Vous souvenez-vous de votre premier emploi ? Une dame que j'interrogeais pour une série d'articles sur la situation des jeunes dans Lanaudière m'a posé cette question.
Elle prétendait qu'on se souvient toujours de son premier emploi. Une étape marquante pour la plupart d'entre nous. Attendez que je me souvienne. Oui, oui, je me revois dans une station de taxi. J'y étais répartitrice. Je redistribuais les appels placés à chacun des chauffeurs de taxi. Je travaillais pour la compagnie «Taxi Naudville» à Alma. Je le faisais la nuit car, évidemment, à qui donne-t-on ces chiffres dont personne ne veut ? À des étudiants. J'avais 17 ans. Mes compagnons de travail étaient des hommes. Principalement dans la vingtaine et la trentaine.

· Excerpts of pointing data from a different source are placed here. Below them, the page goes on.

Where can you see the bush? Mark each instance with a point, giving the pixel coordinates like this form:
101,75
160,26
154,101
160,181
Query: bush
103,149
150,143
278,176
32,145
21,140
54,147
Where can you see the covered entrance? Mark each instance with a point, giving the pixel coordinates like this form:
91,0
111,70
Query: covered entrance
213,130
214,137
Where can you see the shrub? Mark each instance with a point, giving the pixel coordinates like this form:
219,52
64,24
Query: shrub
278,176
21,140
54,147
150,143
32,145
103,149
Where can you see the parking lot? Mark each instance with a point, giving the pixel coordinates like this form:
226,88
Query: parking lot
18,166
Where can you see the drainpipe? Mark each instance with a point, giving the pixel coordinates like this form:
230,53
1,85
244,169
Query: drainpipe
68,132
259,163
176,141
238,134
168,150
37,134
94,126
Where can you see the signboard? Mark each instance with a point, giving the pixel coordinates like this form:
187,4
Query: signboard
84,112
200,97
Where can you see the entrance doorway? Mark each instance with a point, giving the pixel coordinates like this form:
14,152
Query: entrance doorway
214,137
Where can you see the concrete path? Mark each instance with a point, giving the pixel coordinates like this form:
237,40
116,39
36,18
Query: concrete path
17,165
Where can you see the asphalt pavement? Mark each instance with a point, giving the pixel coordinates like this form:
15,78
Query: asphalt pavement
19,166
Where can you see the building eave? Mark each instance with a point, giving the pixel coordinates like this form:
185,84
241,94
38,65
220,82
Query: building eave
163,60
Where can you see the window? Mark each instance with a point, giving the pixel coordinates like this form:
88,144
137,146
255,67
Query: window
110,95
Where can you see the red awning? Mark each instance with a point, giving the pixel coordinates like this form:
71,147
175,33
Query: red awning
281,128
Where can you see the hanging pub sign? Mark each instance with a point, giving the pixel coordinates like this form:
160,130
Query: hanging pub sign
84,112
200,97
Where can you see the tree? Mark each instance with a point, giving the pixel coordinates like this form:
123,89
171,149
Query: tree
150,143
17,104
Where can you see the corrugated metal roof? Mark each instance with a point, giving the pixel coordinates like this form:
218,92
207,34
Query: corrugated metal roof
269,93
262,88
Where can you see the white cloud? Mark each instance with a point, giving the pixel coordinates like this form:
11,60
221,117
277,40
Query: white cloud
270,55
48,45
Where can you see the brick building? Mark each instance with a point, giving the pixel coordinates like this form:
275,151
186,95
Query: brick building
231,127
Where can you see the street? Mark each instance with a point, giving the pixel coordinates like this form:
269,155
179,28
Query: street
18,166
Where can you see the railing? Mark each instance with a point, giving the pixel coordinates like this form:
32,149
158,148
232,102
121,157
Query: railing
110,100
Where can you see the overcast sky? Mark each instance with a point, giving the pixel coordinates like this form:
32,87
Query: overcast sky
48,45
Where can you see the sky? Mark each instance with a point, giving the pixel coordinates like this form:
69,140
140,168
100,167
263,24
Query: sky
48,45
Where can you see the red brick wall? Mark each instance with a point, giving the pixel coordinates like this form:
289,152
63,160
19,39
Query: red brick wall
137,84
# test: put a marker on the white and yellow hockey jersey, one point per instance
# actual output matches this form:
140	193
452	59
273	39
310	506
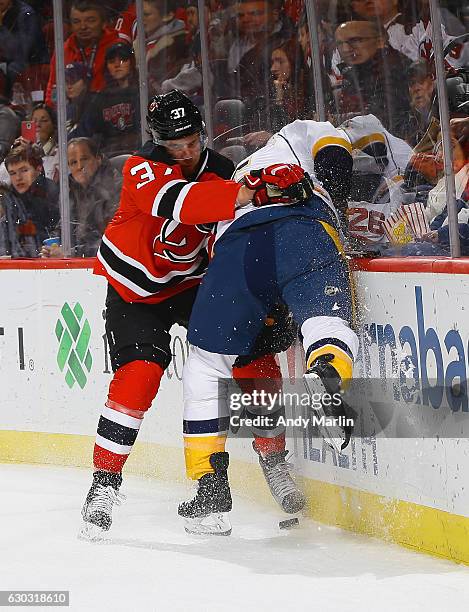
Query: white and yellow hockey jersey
368	134
318	147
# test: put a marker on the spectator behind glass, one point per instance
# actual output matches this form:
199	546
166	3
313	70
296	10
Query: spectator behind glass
10	125
259	30
114	117
412	34
436	211
78	97
422	101
87	44
166	50
94	196
46	120
32	200
192	20
22	43
374	76
286	100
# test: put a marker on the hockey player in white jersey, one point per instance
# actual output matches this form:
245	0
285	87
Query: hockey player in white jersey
392	154
277	253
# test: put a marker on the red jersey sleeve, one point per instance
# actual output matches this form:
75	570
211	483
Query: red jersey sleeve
160	190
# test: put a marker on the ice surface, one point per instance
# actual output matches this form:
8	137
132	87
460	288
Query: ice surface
150	564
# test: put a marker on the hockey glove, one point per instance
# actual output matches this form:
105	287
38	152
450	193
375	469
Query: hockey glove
279	183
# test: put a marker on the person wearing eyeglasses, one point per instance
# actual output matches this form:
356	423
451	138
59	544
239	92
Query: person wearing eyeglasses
373	76
114	117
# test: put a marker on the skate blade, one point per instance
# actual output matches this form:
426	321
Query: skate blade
334	435
91	533
213	524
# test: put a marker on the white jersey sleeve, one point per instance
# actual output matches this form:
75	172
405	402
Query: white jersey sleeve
367	134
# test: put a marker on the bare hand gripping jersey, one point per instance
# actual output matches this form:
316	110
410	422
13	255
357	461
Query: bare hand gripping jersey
156	244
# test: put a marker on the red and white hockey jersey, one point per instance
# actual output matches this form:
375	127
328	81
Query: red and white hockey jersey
156	244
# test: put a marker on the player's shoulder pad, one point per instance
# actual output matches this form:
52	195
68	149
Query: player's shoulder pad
219	164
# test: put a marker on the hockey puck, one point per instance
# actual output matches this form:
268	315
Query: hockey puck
288	523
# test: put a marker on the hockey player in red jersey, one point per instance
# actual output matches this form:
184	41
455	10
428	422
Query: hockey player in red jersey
153	255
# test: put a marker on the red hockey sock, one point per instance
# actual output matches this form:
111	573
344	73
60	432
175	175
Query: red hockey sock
131	392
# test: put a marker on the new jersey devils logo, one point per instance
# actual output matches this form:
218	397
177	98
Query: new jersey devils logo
179	243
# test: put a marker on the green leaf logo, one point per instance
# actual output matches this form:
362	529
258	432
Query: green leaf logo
73	334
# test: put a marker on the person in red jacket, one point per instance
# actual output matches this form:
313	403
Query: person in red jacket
87	44
153	255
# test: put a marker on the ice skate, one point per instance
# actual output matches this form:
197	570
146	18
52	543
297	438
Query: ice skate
97	509
207	512
334	418
282	486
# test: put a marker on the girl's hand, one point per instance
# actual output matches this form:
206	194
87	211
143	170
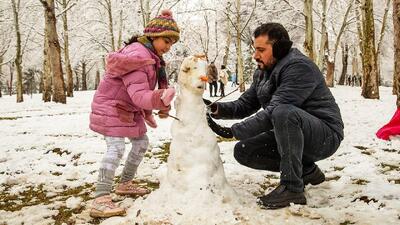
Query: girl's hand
167	96
149	119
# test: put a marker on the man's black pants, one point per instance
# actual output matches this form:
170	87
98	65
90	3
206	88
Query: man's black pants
215	85
297	141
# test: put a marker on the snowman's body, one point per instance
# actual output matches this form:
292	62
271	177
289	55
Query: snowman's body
194	162
195	189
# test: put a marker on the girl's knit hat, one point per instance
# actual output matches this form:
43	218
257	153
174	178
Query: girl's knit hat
162	26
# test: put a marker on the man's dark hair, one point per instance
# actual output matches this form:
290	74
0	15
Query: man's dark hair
278	35
274	31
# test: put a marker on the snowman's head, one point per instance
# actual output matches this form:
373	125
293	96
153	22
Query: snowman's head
192	74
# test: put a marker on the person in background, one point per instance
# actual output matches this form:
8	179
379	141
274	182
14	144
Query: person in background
212	75
299	122
123	104
223	80
233	80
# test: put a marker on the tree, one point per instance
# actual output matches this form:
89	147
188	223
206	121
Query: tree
67	61
18	54
46	74
396	25
330	75
97	80
324	38
309	39
370	87
107	6
345	57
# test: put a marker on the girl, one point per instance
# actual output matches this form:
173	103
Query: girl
223	80
123	103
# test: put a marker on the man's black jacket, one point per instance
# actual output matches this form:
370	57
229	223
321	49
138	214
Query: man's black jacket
294	80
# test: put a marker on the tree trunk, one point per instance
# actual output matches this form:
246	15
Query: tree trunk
110	24
228	37
77	80
309	39
329	73
396	25
10	84
97	80
324	37
68	69
121	14
345	57
355	69
370	87
46	74
1	74
145	8
239	54
380	41
18	54
54	52
84	86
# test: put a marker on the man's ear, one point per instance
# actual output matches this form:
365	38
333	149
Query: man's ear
281	48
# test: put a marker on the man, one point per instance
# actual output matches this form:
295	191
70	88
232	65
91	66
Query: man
299	124
212	75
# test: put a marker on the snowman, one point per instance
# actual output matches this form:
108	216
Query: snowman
194	189
194	163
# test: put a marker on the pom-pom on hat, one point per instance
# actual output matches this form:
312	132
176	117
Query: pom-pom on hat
162	26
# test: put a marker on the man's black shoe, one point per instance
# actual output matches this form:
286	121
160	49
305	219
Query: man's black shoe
281	197
316	176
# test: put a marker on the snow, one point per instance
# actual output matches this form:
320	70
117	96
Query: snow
48	147
73	202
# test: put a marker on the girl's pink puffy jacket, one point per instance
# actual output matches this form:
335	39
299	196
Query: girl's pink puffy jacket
126	93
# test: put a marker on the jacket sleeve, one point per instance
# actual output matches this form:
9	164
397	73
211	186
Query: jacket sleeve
246	105
296	85
138	88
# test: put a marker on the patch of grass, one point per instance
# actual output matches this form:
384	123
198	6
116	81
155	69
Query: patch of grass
346	222
390	166
10	118
36	195
56	174
365	199
58	151
222	139
161	155
338	168
361	147
29	197
389	150
332	178
360	181
396	181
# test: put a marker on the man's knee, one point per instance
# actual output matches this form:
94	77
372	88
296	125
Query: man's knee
283	113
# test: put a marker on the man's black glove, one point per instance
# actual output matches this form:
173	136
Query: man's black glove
225	132
211	107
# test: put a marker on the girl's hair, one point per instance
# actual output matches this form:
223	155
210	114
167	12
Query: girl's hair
133	39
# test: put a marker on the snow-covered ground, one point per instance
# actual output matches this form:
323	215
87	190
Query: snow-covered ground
49	160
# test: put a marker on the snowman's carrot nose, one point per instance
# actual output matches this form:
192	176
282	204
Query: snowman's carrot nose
204	78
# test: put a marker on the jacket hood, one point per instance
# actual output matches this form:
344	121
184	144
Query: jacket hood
128	60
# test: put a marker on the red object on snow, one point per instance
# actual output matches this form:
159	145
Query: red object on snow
392	128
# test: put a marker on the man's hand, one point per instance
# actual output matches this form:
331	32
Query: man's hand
149	119
225	132
211	107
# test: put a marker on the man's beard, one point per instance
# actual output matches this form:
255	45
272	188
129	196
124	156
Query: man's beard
267	66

Un seul approchait la soixantaine. Tous m'ont traité avec le plus grand respect. Même qu'ils avaient une attitude plutôt paternaliste à mon endroit. J'étais très mignonne pourtant. Dieu merci, il existe des hommes bien malgré tout ce que l'on entend! Je me rappelle aussi l'emploi suivant. Je me suis retrouvée dans un salon de soins esthétiques comme assistante-esthéticienne. Je commençais une formation dans cette branche. J'y ai commis des maladresses…J'en suis encore gênée. Si je l'avoue publiquement, ça va peut-être exorciser cet impair qui me hante. Le salon vendait une ligne de parfums alors que moi, je faisais la promotion de la ligne Irish Spring. Eh oui, j'aimais l'odeur insistante que ce savon laissait sur les jeunes mâles de mon entourage. Comme le disait mon oncle Claude: «Les goûts ne sont peut-être pas à discuter, mais ils sont à améliorer!» Ma patronne était gênée de moi et je la comprends très bien. Je n'ai pas été longtemps à l'emploi de ce salon et j'ai changé de domaine d'emploi. Mes goûts aussi ont changé, croyez-moi !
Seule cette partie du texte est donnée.